The tour went off well and made some strong points. Mr. Singh delivered some concluding remarks at the end of his visit and then spoke live to the media.
The recent flooding in Mount Dennis and Weston is becoming an election issue.
In 2017, Frances Nunziata voted against a hard-surface charge that would have paid to fix flooding infrastructure; now Chiara Padovani, one of her competitors, is taking the lead, holding a meeting with homeowners and advocating for a bridge on Jane— recommended at least as far back as 2014—to mitigate flooding.
A maddening article in The Star describes the lost opportunities, and the serious costs to Mount Dennis homeowners:
An earlier study by the Toronto Region and Conservation Authority identified some possible solutions, such as building a Jane St. bridge over the Humber River, but the cost is estimated in the tens of millions of dollars.
“We should be the priority when we’re in a high-risk area,” Padovani said. “Make no mistake — other parts of the city are getting funded.”

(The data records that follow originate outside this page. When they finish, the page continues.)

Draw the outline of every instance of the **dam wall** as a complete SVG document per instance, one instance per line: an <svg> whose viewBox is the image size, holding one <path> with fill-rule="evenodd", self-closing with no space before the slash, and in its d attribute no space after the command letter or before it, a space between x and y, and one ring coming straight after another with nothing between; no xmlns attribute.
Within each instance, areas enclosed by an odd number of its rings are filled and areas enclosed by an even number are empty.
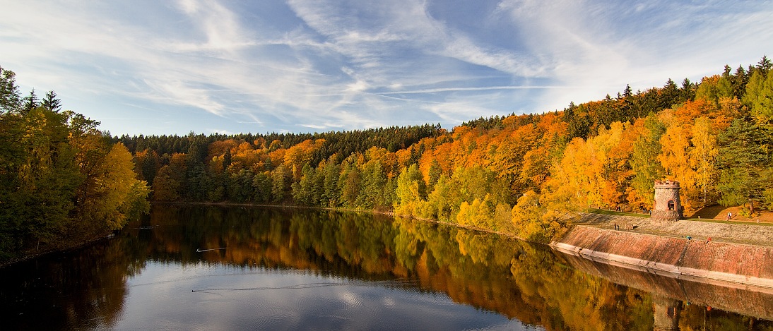
<svg viewBox="0 0 773 331"><path fill-rule="evenodd" d="M773 289L773 247L578 225L553 241L584 258L669 277Z"/></svg>

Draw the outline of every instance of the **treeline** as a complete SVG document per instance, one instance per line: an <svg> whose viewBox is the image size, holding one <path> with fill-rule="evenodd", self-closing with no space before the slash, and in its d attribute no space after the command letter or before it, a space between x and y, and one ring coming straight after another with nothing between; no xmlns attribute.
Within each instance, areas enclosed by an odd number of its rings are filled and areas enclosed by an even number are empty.
<svg viewBox="0 0 773 331"><path fill-rule="evenodd" d="M21 97L0 67L0 260L121 228L146 212L131 154L53 91Z"/></svg>
<svg viewBox="0 0 773 331"><path fill-rule="evenodd" d="M773 207L771 66L763 57L698 83L626 86L614 98L451 132L115 139L135 151L157 201L394 211L543 241L577 208L649 208L659 179L682 183L688 210Z"/></svg>

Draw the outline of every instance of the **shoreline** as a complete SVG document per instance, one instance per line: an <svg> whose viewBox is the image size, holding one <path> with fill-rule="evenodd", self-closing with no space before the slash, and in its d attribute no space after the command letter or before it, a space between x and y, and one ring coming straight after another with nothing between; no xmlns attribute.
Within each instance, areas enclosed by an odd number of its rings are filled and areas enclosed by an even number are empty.
<svg viewBox="0 0 773 331"><path fill-rule="evenodd" d="M575 225L550 245L564 254L642 272L773 290L771 227L684 220L653 224L631 218L584 214L586 224ZM615 230L615 224L626 229ZM725 233L712 237L720 232ZM761 238L750 239L755 236Z"/></svg>

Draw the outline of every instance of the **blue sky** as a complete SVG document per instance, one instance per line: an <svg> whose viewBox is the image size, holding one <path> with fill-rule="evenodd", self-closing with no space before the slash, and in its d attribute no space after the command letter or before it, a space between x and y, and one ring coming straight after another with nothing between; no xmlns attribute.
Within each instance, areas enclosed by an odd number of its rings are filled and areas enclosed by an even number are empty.
<svg viewBox="0 0 773 331"><path fill-rule="evenodd" d="M0 0L0 66L114 135L561 110L773 56L773 2Z"/></svg>

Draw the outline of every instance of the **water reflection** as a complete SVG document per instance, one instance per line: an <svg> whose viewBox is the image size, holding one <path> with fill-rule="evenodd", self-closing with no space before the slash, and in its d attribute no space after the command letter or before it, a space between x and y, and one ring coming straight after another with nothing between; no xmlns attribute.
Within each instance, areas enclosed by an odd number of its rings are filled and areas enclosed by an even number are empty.
<svg viewBox="0 0 773 331"><path fill-rule="evenodd" d="M386 216L155 206L110 241L0 269L0 304L12 329L773 329L770 296L716 305L734 292L696 300L611 268Z"/></svg>

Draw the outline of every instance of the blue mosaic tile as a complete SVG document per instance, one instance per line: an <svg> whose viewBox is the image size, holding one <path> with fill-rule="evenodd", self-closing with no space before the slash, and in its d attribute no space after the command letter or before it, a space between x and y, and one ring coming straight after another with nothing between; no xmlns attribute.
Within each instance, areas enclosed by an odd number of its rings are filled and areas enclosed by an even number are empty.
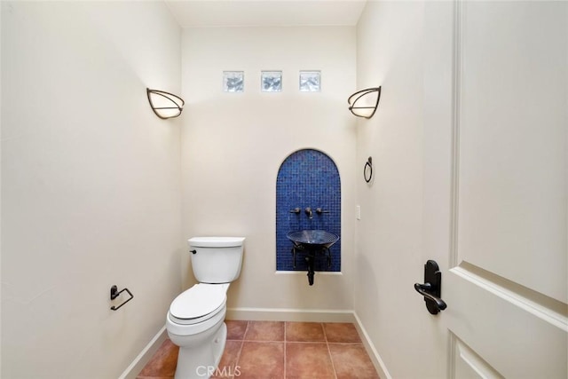
<svg viewBox="0 0 568 379"><path fill-rule="evenodd" d="M310 219L304 209L312 209ZM299 208L299 214L290 210ZM316 213L321 208L329 213ZM289 232L321 229L341 239L341 179L335 163L324 153L313 149L299 150L282 162L276 179L276 270L306 271L305 253L296 255L292 242L286 237ZM329 249L327 258L318 254L315 271L341 271L341 240Z"/></svg>

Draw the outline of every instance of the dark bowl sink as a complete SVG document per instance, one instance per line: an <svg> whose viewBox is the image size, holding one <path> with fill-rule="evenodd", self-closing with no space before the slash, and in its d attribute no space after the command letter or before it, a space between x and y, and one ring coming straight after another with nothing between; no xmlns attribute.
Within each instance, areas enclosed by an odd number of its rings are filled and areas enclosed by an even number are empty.
<svg viewBox="0 0 568 379"><path fill-rule="evenodd" d="M301 230L299 232L290 232L286 236L296 246L312 249L328 249L339 241L337 235L325 230Z"/></svg>

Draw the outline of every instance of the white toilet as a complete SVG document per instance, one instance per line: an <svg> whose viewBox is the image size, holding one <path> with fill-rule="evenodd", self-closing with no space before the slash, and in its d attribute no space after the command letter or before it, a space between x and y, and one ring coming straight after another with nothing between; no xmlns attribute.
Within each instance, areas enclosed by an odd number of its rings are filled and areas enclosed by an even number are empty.
<svg viewBox="0 0 568 379"><path fill-rule="evenodd" d="M241 274L244 237L189 239L199 284L170 305L166 329L179 346L176 379L209 378L221 360L227 337L226 292Z"/></svg>

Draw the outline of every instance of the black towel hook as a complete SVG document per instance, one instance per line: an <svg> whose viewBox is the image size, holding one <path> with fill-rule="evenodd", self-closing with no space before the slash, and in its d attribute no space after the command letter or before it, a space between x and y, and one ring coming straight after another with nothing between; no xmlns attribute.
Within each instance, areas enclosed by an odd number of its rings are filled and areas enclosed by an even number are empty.
<svg viewBox="0 0 568 379"><path fill-rule="evenodd" d="M132 293L128 289L128 288L124 288L122 290L121 290L120 292L118 291L118 287L116 287L115 285L110 288L110 299L111 300L114 300L116 297L118 297L118 296L120 294L122 294L122 292L128 292L128 294L130 296L130 297L129 297L128 300L126 300L124 303L122 303L122 304L120 304L119 306L111 306L110 309L113 311L118 311L118 309L120 307L122 307L122 305L124 305L126 303L130 302L130 300L132 300L134 298L134 295L132 295Z"/></svg>

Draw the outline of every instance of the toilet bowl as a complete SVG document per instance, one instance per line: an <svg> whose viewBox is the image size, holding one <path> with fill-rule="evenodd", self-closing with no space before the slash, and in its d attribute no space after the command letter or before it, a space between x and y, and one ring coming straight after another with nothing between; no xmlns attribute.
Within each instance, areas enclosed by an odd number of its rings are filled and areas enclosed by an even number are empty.
<svg viewBox="0 0 568 379"><path fill-rule="evenodd" d="M244 238L199 237L188 241L200 283L171 303L166 329L179 346L175 378L202 379L215 373L225 351L226 292L241 273Z"/></svg>

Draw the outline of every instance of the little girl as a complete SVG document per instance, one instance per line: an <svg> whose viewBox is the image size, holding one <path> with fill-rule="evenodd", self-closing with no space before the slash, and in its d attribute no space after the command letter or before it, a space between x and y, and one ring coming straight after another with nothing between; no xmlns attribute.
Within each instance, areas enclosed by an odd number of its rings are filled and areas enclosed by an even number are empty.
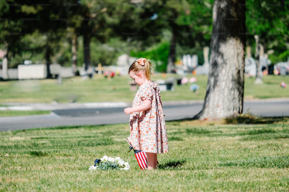
<svg viewBox="0 0 289 192"><path fill-rule="evenodd" d="M132 107L124 109L130 114L130 134L127 138L131 146L147 154L147 169L157 168L157 153L168 151L168 138L160 88L151 80L151 64L140 58L131 64L129 75L139 88Z"/></svg>

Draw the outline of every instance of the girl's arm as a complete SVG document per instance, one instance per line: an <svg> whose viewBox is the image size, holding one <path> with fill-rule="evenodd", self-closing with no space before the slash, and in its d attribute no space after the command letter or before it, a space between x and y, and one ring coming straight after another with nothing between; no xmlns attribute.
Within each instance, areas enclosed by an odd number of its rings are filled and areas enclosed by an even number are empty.
<svg viewBox="0 0 289 192"><path fill-rule="evenodd" d="M151 108L151 101L146 100L144 101L143 104L140 106L134 107L127 107L125 109L125 113L128 115L134 112L143 111Z"/></svg>

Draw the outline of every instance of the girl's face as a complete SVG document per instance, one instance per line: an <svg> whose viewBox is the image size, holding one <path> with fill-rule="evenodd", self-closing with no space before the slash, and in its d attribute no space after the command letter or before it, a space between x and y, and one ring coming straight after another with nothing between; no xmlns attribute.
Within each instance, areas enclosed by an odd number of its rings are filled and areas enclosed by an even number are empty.
<svg viewBox="0 0 289 192"><path fill-rule="evenodd" d="M135 72L131 71L128 75L131 79L134 80L134 82L139 86L142 85L144 82L143 78L143 75L141 73L138 72L136 74Z"/></svg>

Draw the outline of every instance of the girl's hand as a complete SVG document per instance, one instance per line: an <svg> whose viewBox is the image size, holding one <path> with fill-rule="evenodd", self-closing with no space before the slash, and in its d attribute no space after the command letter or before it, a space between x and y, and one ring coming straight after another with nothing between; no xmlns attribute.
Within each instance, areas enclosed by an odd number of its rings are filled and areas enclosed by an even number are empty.
<svg viewBox="0 0 289 192"><path fill-rule="evenodd" d="M126 115L128 115L130 113L132 113L133 112L132 111L132 107L127 107L127 108L126 108L124 110L125 113Z"/></svg>

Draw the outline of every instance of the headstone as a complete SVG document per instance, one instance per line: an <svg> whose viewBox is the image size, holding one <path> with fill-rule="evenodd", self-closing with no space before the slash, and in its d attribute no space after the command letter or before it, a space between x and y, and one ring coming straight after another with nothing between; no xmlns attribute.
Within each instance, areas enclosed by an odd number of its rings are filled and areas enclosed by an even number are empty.
<svg viewBox="0 0 289 192"><path fill-rule="evenodd" d="M255 77L257 73L256 62L252 57L245 59L245 73L249 76Z"/></svg>
<svg viewBox="0 0 289 192"><path fill-rule="evenodd" d="M61 71L61 66L59 64L51 64L49 66L50 74L57 79L60 74Z"/></svg>
<svg viewBox="0 0 289 192"><path fill-rule="evenodd" d="M210 50L210 48L208 47L205 47L203 49L203 52L204 53L204 60L205 61L205 63L204 64L205 66L209 65L209 51Z"/></svg>
<svg viewBox="0 0 289 192"><path fill-rule="evenodd" d="M96 71L97 71L98 75L100 75L102 74L102 72L103 71L104 69L102 66L101 63L99 63L97 65L97 67L95 68L94 70Z"/></svg>
<svg viewBox="0 0 289 192"><path fill-rule="evenodd" d="M166 81L164 79L158 79L156 81L156 83L159 85L160 90L161 91L166 91Z"/></svg>
<svg viewBox="0 0 289 192"><path fill-rule="evenodd" d="M188 57L186 55L184 55L183 56L183 69L184 71L188 71Z"/></svg>
<svg viewBox="0 0 289 192"><path fill-rule="evenodd" d="M251 58L252 55L251 54L251 47L247 46L246 47L246 54L247 58Z"/></svg>
<svg viewBox="0 0 289 192"><path fill-rule="evenodd" d="M19 79L45 79L47 75L45 64L18 65L18 78Z"/></svg>
<svg viewBox="0 0 289 192"><path fill-rule="evenodd" d="M289 63L287 62L280 62L277 63L274 66L274 69L279 71L280 75L286 75L287 74L287 69L289 67Z"/></svg>
<svg viewBox="0 0 289 192"><path fill-rule="evenodd" d="M188 60L188 66L192 67L192 58L190 55L187 55L187 59Z"/></svg>
<svg viewBox="0 0 289 192"><path fill-rule="evenodd" d="M198 65L197 66L195 69L196 74L205 75L209 74L209 64L205 64L204 63L203 65Z"/></svg>
<svg viewBox="0 0 289 192"><path fill-rule="evenodd" d="M171 90L172 91L175 91L175 78L173 77L168 78L166 81L167 90Z"/></svg>
<svg viewBox="0 0 289 192"><path fill-rule="evenodd" d="M192 67L194 69L198 65L198 56L193 55L192 56Z"/></svg>

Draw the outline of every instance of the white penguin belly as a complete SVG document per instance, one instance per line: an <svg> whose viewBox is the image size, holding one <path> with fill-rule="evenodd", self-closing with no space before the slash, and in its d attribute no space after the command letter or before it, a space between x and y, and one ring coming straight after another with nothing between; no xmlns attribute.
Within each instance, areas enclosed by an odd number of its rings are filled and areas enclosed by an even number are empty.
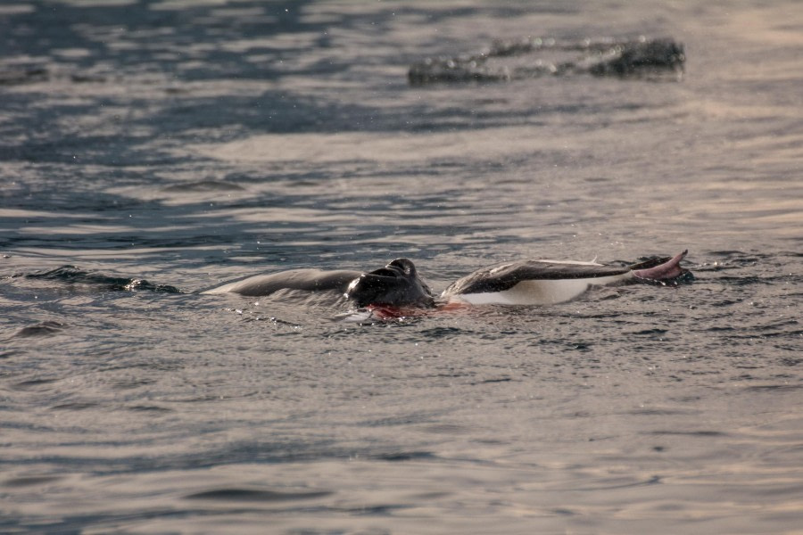
<svg viewBox="0 0 803 535"><path fill-rule="evenodd" d="M628 272L582 279L529 280L501 292L461 293L452 296L452 299L457 298L471 305L554 305L582 295L589 286L610 284L632 276L633 274Z"/></svg>

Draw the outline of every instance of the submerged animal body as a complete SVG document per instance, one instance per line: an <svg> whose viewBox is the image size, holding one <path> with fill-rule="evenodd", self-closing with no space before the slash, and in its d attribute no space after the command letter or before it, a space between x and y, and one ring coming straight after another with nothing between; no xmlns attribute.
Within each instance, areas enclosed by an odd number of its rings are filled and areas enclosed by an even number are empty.
<svg viewBox="0 0 803 535"><path fill-rule="evenodd" d="M654 259L632 266L604 266L595 262L523 260L479 269L465 276L442 298L472 305L551 305L575 299L594 285L631 279L664 280L683 275L674 258Z"/></svg>
<svg viewBox="0 0 803 535"><path fill-rule="evenodd" d="M479 269L450 285L440 297L418 276L412 261L397 259L385 268L360 271L294 269L249 277L204 292L269 295L279 290L336 292L360 308L376 308L385 317L393 309L433 309L447 303L468 305L551 305L575 299L592 285L627 280L662 281L688 273L680 266L686 251L631 266L595 262L523 260Z"/></svg>

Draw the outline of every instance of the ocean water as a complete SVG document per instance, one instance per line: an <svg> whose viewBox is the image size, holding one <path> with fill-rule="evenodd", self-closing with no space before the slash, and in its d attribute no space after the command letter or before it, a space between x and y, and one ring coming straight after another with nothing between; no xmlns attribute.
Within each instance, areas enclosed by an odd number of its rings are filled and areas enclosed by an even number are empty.
<svg viewBox="0 0 803 535"><path fill-rule="evenodd" d="M494 38L681 81L411 87ZM0 4L0 531L801 533L803 6ZM683 249L694 280L373 324L200 292Z"/></svg>

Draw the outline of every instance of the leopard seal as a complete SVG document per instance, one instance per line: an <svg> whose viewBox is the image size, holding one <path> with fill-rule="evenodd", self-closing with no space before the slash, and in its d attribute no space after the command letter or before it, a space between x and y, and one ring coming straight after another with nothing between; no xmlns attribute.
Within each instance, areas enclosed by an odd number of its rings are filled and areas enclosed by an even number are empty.
<svg viewBox="0 0 803 535"><path fill-rule="evenodd" d="M521 260L478 269L439 296L418 276L415 264L396 259L369 272L293 269L228 283L203 293L269 295L279 290L335 292L358 308L435 309L467 305L551 305L576 298L593 285L628 280L660 282L688 273L680 266L688 251L629 266L572 260Z"/></svg>

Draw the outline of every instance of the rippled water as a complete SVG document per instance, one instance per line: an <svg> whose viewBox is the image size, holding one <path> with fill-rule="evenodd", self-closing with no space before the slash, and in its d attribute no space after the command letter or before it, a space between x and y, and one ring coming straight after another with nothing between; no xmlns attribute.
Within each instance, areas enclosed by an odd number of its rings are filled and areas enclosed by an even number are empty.
<svg viewBox="0 0 803 535"><path fill-rule="evenodd" d="M407 85L534 34L685 77ZM0 531L798 532L801 46L791 0L0 5ZM198 293L685 248L375 325Z"/></svg>

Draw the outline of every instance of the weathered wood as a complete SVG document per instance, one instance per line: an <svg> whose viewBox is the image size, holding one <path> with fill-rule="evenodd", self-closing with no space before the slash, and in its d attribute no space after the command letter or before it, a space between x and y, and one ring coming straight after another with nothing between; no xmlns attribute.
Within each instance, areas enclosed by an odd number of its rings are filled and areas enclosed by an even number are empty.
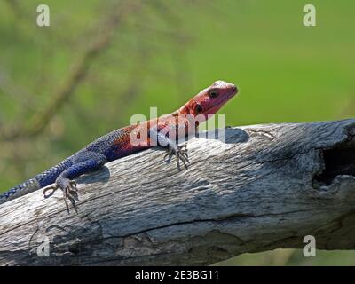
<svg viewBox="0 0 355 284"><path fill-rule="evenodd" d="M60 191L2 204L0 264L209 264L308 234L351 249L354 138L355 120L246 126L189 141L188 170L156 149L110 162L78 178L77 213Z"/></svg>

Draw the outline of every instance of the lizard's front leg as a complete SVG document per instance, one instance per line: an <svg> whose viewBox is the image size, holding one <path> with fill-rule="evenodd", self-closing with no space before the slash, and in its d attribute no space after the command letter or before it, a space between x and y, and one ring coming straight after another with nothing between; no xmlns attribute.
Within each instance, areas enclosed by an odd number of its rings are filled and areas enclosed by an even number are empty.
<svg viewBox="0 0 355 284"><path fill-rule="evenodd" d="M73 178L89 171L98 170L106 162L104 154L95 152L84 151L73 157L73 165L64 170L56 179L53 185L44 187L44 197L51 196L55 190L60 188L63 191L64 201L68 210L68 200L75 208L75 201L78 200L76 183ZM46 194L51 190L50 194Z"/></svg>
<svg viewBox="0 0 355 284"><path fill-rule="evenodd" d="M181 170L181 161L185 168L187 170L187 164L189 164L190 162L188 160L186 145L178 146L176 140L171 139L168 136L168 133L162 133L157 130L155 128L149 130L149 138L156 141L158 146L167 148L167 154L164 156L164 160L166 157L169 157L169 160L170 160L171 157L175 155L177 157L178 169Z"/></svg>

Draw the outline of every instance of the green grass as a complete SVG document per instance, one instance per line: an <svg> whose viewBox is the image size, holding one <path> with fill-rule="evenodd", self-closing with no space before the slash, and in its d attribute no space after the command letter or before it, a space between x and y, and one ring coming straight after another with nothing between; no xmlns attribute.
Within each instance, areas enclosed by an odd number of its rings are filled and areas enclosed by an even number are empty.
<svg viewBox="0 0 355 284"><path fill-rule="evenodd" d="M17 3L20 13L0 3L0 130L28 125L46 107L113 4L49 0L51 25L40 28L36 7L42 3ZM220 112L230 125L354 116L355 2L312 1L314 28L302 24L305 1L168 3L175 14L168 21L145 8L117 28L113 43L43 134L0 141L0 192L127 124L134 114L148 115L150 106L158 106L159 114L178 108L217 79L241 91ZM151 31L139 32L139 25ZM176 31L187 39L169 34ZM146 56L139 56L142 50ZM125 98L132 77L137 94ZM225 264L354 264L352 252L300 256L298 250L277 250Z"/></svg>

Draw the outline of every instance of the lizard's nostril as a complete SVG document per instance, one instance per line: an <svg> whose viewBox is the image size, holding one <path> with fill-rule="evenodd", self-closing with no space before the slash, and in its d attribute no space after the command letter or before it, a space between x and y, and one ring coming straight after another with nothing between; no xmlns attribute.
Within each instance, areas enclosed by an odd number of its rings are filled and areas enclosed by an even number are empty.
<svg viewBox="0 0 355 284"><path fill-rule="evenodd" d="M231 90L233 92L237 92L238 91L238 88L236 85L232 85Z"/></svg>

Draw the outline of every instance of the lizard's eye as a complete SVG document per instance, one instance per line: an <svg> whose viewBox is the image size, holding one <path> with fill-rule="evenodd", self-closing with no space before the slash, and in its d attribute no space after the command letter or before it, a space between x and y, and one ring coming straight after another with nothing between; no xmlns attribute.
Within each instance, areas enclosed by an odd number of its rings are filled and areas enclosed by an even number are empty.
<svg viewBox="0 0 355 284"><path fill-rule="evenodd" d="M218 97L218 93L217 92L216 90L211 90L209 91L209 98L217 98L217 97Z"/></svg>
<svg viewBox="0 0 355 284"><path fill-rule="evenodd" d="M194 106L194 112L196 114L200 114L202 112L202 106L201 105L196 105L196 106Z"/></svg>

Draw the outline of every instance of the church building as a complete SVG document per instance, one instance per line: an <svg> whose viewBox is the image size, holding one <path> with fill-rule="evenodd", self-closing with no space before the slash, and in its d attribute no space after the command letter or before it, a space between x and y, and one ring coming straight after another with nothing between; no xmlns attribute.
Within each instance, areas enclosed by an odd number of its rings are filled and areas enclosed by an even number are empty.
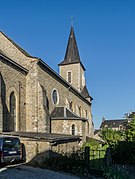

Even though flooding has been a prevalent issue in the area for decades, fixing the problem needs political will, Padovani said. She referred to the sale of the flood plain-adjacent land at 200 Rockcliffe Ct. to a meat packing plant, lands that could have helped mitigate the problem.
“We had land that should have been seen as valuable, to protect our homes,” she said. “This is the biggest example of neglect.”
Frances Nunziata, while recently softening, has long been a fiscal conservative (except on the wasteful Scarborough Subway).